En Arcane abundan las explosiones y los cuerpos abatidos. Efectista y efectivo, Riot, el estudio detrás de la producción de la serie, transcribe con disciplina aquellos recursos visuales que mejor funcionan al cine de animación (y, en concreto, al anime: véase el juego expresionista con los fotogramas clave) para elaborar un mundo ficcional con presencia, un espacio que trasciende el mero telón de fondo y se imbrica en el transitar de sus personajes. El trabajo con el juego de humos de Zaun, la floralidad tupida de Piltover… Con un cuidado obsesivo por el detalle, las ciudades de Piltover y Zaun penden en el equinoccio perfecto entre lo maravilloso y lo verosímil.
Sin embargo, nunca podrían Piltover, ni Zaun, ni Vi, ni Jinx, responder a nombres propios. Con la E de europeísta, pero también de estándar, Piltover podría ser otra Columbia, un Dunwall soleado o un Kingsbury steampunk. Jinx nace del crisol de sueños rotos de Entrapta o Harley Quinn, pues responde únicamente a los atributos por defecto de cualquier chaotic-neutral de D&D. Como la épica que pretende abrazar, cada uno de los rincones de este mundo ficcional se comunica sin palabras: el rol de cada cual es perfectamente transparente, lúcidamente plano.
La serie pendula entre una imagen híper expresiva y una sensación de estatismo que quien suscribe no puede dejar de lado
Lo que resulta lógico para un multijugador masivo, donde solo las capacidades de cada miembro deben ser estimadas, ante el cine (o las series, o el audiovisual, si aún alguien los distingue), pierde todo el sentido. Al fin y al cabo, lejos del teclado, ¿tiene «persona» un avatar infinitamente replicable? Lejos del mundo jugable, ¿qué agencia sostiene otra tanque, otro mago? Como el mejor de los tutoriales, Arcane se explica perfectamente. A la vez, como en la peor de las historias, sus palabras no nos interpelan.
En sus ansias de significar, la serie da coletazos. Pendula entre una imagen híper expresiva, que ralentiza los momentos importantes y pulveriza cualquier noción de plano en pos de una cámara vuelta inmersiva (cine que reniega del teatro), y una sensación de estatismo que quien suscribe no puede dejar de lado. Quizás por la absoluta falta de chispa narrativa, o porque, en sus ansias de accesibilidad, servidore intuye que lo único que se da por entendido es la falta de agilidad mental del público… Un rasgo que no atañe ni a les jugadores de LOL, ni la aventajada seriefilia contemporánea.

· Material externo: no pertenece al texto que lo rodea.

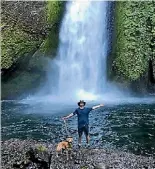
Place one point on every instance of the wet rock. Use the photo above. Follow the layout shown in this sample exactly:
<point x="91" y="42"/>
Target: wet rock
<point x="40" y="154"/>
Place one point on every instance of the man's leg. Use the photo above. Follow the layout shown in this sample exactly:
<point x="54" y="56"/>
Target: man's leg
<point x="80" y="131"/>
<point x="86" y="131"/>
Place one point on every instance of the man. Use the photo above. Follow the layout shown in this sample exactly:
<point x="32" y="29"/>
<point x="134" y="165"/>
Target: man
<point x="83" y="119"/>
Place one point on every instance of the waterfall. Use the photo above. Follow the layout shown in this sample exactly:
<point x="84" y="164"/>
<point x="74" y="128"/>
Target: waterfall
<point x="82" y="54"/>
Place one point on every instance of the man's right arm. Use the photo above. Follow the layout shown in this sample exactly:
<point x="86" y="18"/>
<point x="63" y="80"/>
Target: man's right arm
<point x="69" y="116"/>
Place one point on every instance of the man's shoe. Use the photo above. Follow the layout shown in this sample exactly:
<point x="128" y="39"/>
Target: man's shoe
<point x="79" y="145"/>
<point x="88" y="145"/>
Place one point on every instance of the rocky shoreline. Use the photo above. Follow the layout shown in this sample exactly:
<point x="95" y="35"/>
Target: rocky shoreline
<point x="14" y="152"/>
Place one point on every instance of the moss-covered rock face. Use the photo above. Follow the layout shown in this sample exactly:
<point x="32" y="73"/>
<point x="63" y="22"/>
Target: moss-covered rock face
<point x="54" y="13"/>
<point x="135" y="39"/>
<point x="29" y="30"/>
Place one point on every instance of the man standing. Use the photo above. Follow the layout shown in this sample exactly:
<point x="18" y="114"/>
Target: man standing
<point x="83" y="119"/>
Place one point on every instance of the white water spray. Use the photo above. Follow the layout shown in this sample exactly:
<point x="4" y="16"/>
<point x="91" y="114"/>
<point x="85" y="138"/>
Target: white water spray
<point x="81" y="60"/>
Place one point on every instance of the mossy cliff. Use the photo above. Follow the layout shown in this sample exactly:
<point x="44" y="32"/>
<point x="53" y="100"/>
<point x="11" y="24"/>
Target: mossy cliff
<point x="134" y="44"/>
<point x="26" y="30"/>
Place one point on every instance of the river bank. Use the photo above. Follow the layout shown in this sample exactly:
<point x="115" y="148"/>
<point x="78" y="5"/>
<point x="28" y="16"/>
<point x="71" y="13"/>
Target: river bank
<point x="14" y="151"/>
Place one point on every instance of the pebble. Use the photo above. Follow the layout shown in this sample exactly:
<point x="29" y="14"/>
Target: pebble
<point x="14" y="150"/>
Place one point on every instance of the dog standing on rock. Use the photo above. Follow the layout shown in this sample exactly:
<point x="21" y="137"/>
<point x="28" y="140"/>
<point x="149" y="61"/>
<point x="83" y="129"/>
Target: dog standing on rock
<point x="64" y="146"/>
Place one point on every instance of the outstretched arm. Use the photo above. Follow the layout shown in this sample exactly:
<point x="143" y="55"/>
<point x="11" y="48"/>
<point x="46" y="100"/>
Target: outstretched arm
<point x="98" y="106"/>
<point x="67" y="117"/>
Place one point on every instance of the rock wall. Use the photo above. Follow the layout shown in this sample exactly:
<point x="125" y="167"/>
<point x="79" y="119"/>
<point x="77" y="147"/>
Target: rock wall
<point x="134" y="44"/>
<point x="26" y="28"/>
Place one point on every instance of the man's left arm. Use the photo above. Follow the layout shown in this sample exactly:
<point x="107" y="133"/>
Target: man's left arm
<point x="98" y="106"/>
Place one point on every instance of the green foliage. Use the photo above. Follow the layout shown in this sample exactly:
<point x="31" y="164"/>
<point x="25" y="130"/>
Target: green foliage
<point x="135" y="29"/>
<point x="15" y="43"/>
<point x="41" y="148"/>
<point x="54" y="15"/>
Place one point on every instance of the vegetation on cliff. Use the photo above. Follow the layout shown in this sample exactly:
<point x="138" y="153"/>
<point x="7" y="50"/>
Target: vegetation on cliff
<point x="54" y="14"/>
<point x="29" y="30"/>
<point x="135" y="38"/>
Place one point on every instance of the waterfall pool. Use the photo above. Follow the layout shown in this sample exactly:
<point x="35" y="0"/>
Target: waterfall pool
<point x="129" y="127"/>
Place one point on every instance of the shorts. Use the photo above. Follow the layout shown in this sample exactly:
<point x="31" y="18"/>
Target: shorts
<point x="83" y="129"/>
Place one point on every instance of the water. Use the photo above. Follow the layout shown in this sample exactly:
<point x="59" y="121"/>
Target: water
<point x="129" y="127"/>
<point x="79" y="70"/>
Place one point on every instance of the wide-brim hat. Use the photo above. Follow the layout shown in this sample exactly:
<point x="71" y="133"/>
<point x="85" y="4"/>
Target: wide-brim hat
<point x="81" y="101"/>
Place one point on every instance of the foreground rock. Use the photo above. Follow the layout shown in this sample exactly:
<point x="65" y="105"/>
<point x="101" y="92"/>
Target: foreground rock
<point x="14" y="151"/>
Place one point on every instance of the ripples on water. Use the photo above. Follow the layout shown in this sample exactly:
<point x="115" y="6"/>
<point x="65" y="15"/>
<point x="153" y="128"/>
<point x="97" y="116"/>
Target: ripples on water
<point x="129" y="127"/>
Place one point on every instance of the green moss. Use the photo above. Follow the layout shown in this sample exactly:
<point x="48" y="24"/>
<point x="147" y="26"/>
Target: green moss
<point x="15" y="44"/>
<point x="133" y="38"/>
<point x="54" y="15"/>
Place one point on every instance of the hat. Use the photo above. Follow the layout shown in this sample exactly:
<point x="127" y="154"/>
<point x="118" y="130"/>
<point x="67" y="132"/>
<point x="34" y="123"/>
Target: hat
<point x="81" y="101"/>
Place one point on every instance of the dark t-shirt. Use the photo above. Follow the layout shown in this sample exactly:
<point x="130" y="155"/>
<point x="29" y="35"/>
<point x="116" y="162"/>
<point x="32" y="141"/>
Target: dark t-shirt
<point x="83" y="116"/>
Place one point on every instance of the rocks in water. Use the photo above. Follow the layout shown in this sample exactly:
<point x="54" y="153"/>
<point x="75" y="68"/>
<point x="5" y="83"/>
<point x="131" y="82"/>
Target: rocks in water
<point x="40" y="155"/>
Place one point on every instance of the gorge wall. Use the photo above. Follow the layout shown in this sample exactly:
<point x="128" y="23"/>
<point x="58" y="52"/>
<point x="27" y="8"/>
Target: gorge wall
<point x="29" y="32"/>
<point x="30" y="37"/>
<point x="134" y="45"/>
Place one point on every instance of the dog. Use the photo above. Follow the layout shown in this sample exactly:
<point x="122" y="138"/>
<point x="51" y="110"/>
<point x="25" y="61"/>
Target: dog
<point x="64" y="146"/>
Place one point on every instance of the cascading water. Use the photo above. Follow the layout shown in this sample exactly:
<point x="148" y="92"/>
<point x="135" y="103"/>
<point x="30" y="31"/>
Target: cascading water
<point x="81" y="60"/>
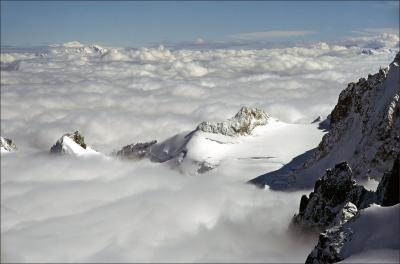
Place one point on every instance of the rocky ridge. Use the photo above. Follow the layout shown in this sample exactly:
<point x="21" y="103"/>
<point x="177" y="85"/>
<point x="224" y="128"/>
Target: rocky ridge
<point x="135" y="151"/>
<point x="336" y="198"/>
<point x="242" y="123"/>
<point x="336" y="201"/>
<point x="364" y="130"/>
<point x="7" y="145"/>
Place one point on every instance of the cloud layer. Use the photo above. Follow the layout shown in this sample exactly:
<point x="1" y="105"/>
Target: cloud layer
<point x="128" y="95"/>
<point x="95" y="209"/>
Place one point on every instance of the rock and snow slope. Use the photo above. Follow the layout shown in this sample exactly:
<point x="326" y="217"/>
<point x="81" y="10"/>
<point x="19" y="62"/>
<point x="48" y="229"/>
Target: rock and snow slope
<point x="73" y="144"/>
<point x="364" y="131"/>
<point x="7" y="145"/>
<point x="251" y="139"/>
<point x="374" y="228"/>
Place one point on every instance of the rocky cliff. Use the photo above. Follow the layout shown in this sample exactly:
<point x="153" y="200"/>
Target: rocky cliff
<point x="242" y="123"/>
<point x="364" y="131"/>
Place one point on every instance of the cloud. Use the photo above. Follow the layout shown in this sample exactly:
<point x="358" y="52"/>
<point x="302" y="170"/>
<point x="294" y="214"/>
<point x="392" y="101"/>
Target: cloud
<point x="124" y="211"/>
<point x="271" y="34"/>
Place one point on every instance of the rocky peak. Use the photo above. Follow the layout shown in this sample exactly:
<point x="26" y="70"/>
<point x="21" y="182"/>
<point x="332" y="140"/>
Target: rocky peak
<point x="388" y="189"/>
<point x="367" y="113"/>
<point x="7" y="144"/>
<point x="242" y="123"/>
<point x="332" y="242"/>
<point x="135" y="151"/>
<point x="336" y="199"/>
<point x="76" y="137"/>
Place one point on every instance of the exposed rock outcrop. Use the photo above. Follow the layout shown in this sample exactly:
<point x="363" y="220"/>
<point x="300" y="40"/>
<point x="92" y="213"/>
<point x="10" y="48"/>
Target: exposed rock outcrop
<point x="135" y="151"/>
<point x="373" y="228"/>
<point x="7" y="145"/>
<point x="59" y="147"/>
<point x="388" y="189"/>
<point x="73" y="144"/>
<point x="242" y="123"/>
<point x="336" y="198"/>
<point x="364" y="130"/>
<point x="316" y="212"/>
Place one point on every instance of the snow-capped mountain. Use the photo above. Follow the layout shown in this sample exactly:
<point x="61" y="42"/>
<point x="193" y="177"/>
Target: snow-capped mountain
<point x="7" y="145"/>
<point x="242" y="123"/>
<point x="247" y="139"/>
<point x="364" y="131"/>
<point x="73" y="144"/>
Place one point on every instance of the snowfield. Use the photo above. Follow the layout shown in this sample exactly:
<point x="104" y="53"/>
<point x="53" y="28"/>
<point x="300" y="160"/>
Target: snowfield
<point x="64" y="208"/>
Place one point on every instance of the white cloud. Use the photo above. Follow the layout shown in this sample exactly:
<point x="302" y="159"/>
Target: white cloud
<point x="271" y="34"/>
<point x="123" y="211"/>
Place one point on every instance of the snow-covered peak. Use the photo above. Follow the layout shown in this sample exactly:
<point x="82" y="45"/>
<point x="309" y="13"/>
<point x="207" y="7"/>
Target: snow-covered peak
<point x="135" y="151"/>
<point x="242" y="123"/>
<point x="72" y="144"/>
<point x="7" y="145"/>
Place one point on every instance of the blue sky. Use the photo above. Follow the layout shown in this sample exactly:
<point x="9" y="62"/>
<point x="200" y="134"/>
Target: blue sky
<point x="142" y="23"/>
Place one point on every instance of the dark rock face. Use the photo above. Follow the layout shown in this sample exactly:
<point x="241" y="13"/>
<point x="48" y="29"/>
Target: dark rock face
<point x="335" y="199"/>
<point x="75" y="136"/>
<point x="135" y="151"/>
<point x="331" y="242"/>
<point x="364" y="130"/>
<point x="7" y="144"/>
<point x="388" y="189"/>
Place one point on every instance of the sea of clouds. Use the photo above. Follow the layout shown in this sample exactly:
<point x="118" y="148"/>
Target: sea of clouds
<point x="96" y="209"/>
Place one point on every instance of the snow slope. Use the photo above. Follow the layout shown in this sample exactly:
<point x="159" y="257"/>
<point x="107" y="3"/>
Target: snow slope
<point x="267" y="148"/>
<point x="364" y="131"/>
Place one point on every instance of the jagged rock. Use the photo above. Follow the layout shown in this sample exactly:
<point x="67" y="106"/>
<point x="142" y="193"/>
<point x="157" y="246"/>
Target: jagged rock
<point x="335" y="199"/>
<point x="7" y="145"/>
<point x="330" y="245"/>
<point x="388" y="189"/>
<point x="135" y="151"/>
<point x="242" y="123"/>
<point x="364" y="130"/>
<point x="317" y="120"/>
<point x="61" y="147"/>
<point x="370" y="111"/>
<point x="373" y="228"/>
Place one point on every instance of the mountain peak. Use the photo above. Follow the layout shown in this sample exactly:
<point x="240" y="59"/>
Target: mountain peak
<point x="242" y="123"/>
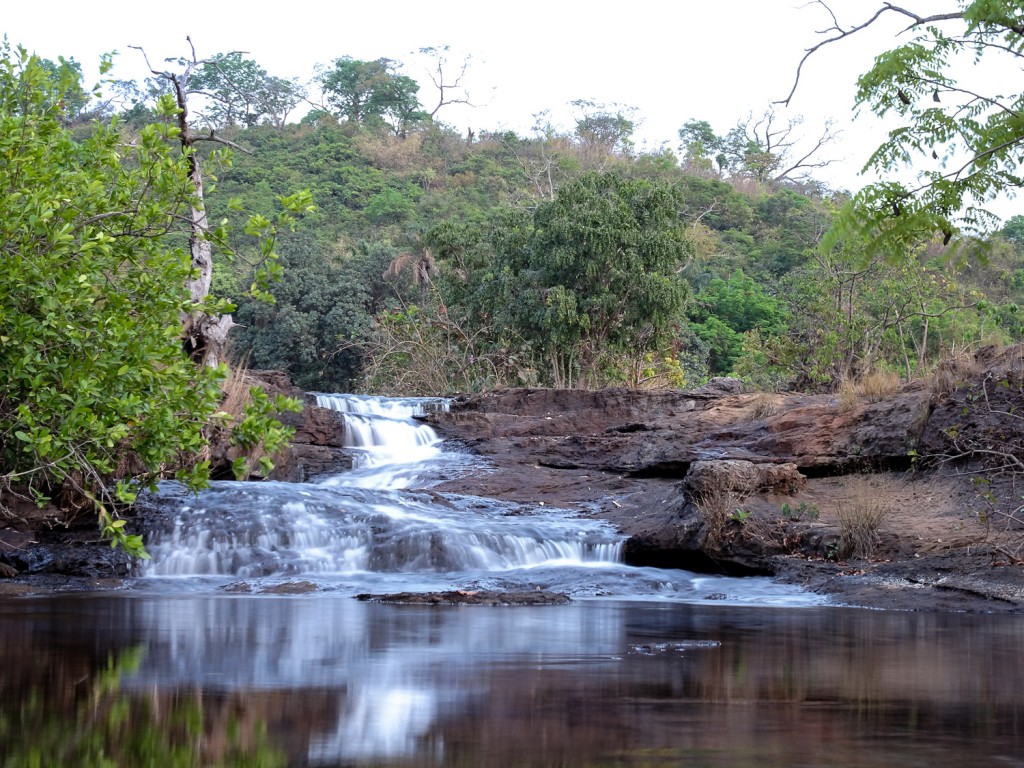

Épica de broma, en cuanto sabemos que tras los keyframes no hay más que ecos de otras partes. Guiñol vivaracho, que no imbuye vida al mundo que le ha sido legado por las historias de otros. Cartón piedra en un parque de atracciones perfectamente orquestado, sin un solo alma que lo anime. Lo cual, en un giro filantrópico, puede resultar incluso positivo. Al fin y al cabo, devuelve al público la posibilidad de apreciar aquello que cada día convierte LOL, Fortnite y tantos otros en un espacio digno de habitar. Aquello que (carraspea) no es más que la gente que los juega.